The record was released in September 2012 and unlike their previous albums, the post-rockers from Massachusetts trusted the producer Matt Bayles (ex- Minus the Bear). The artwork, which I enjoy quite a lot is made by one of the band's members - Philip Jamieson. A quick heads up - listening to post-rock without solid sound system or a decent pair of headphones is... well I find it pointless. Anyway! Ready to dive in a nearly 60 minutes of powerful guitar chords, superb dynamics, intense climax builds and relaxing atmosphere backed up by a decent amount of guitar effects? Boy, that was a long sentence.
The first track starts with a minor-sounding (if there's such word) melody ...a slight hint of sadness if I can be precise. Then a guitar comes along. Quietly at first, it picks up and prevails over the mellow ambient. But this is not an ordinary guitar sound. The following chords make me feel powerful, excited and positive. Who said post rock is sad? The snare comes in and I feel a rush of adrenaline through my body with the progression of the song. And then the song cuts off, which is the one thing I somehow don't enjoy about the flow of the songs. It just feels weird. However, I won't go into details about all of the tracks, but I feel I should say I find the album quite uplifting.

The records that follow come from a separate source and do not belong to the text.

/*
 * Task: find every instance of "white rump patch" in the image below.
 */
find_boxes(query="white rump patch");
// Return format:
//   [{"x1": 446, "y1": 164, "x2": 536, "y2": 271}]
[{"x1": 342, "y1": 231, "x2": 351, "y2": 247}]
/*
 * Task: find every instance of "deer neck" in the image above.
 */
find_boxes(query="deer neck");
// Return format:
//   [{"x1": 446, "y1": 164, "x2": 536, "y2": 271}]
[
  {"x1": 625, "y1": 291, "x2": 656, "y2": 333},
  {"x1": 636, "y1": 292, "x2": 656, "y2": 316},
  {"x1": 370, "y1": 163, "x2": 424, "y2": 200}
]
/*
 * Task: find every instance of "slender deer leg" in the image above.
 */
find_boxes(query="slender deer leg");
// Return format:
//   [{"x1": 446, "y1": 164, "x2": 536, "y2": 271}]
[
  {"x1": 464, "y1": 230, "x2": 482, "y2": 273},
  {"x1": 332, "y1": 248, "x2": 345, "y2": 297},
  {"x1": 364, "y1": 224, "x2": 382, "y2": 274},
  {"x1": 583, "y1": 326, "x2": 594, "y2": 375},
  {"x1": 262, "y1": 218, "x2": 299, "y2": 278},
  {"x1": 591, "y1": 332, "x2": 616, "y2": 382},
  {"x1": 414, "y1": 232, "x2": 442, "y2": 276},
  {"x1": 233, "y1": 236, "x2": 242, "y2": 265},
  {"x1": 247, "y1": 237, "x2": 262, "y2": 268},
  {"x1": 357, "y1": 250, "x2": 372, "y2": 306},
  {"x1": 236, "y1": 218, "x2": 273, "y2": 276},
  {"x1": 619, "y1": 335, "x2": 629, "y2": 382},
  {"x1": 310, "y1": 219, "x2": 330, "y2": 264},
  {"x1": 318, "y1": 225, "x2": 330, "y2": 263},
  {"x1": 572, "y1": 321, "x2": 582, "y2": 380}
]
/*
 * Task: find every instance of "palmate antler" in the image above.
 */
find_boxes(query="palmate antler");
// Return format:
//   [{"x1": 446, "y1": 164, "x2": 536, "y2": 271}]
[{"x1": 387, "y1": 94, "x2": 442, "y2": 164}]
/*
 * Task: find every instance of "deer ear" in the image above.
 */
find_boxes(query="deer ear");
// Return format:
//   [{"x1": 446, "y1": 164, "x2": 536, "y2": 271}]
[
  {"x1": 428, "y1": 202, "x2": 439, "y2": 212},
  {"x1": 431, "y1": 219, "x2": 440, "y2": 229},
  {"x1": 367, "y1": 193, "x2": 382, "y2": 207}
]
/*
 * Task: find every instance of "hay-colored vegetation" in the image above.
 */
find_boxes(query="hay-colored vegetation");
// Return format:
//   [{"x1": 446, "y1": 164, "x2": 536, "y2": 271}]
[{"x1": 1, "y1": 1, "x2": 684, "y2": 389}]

Some bands channel all the right vibes and these guys are such band. They use a lot of pre-programmed samples which I think enriches the general sound of the album. I love Philip's first attempt to introduce singing in the "Gone in Bloom and Bough" track which is one of my favorites on the album. In general, the songs I dig the most are "Porcellous", "Halls of Summer" and "Long the Desert Mile" but then again that's just me.
I guess you won't be shocked if at the end I just say that the album is simply mind-blowing. I consider it as a perfect example of what post-rock really is and I believe it would be enjoyed by non-post-rock fans. Did the review sparkle your curiosity? If yes, give the record a spin and enjoy.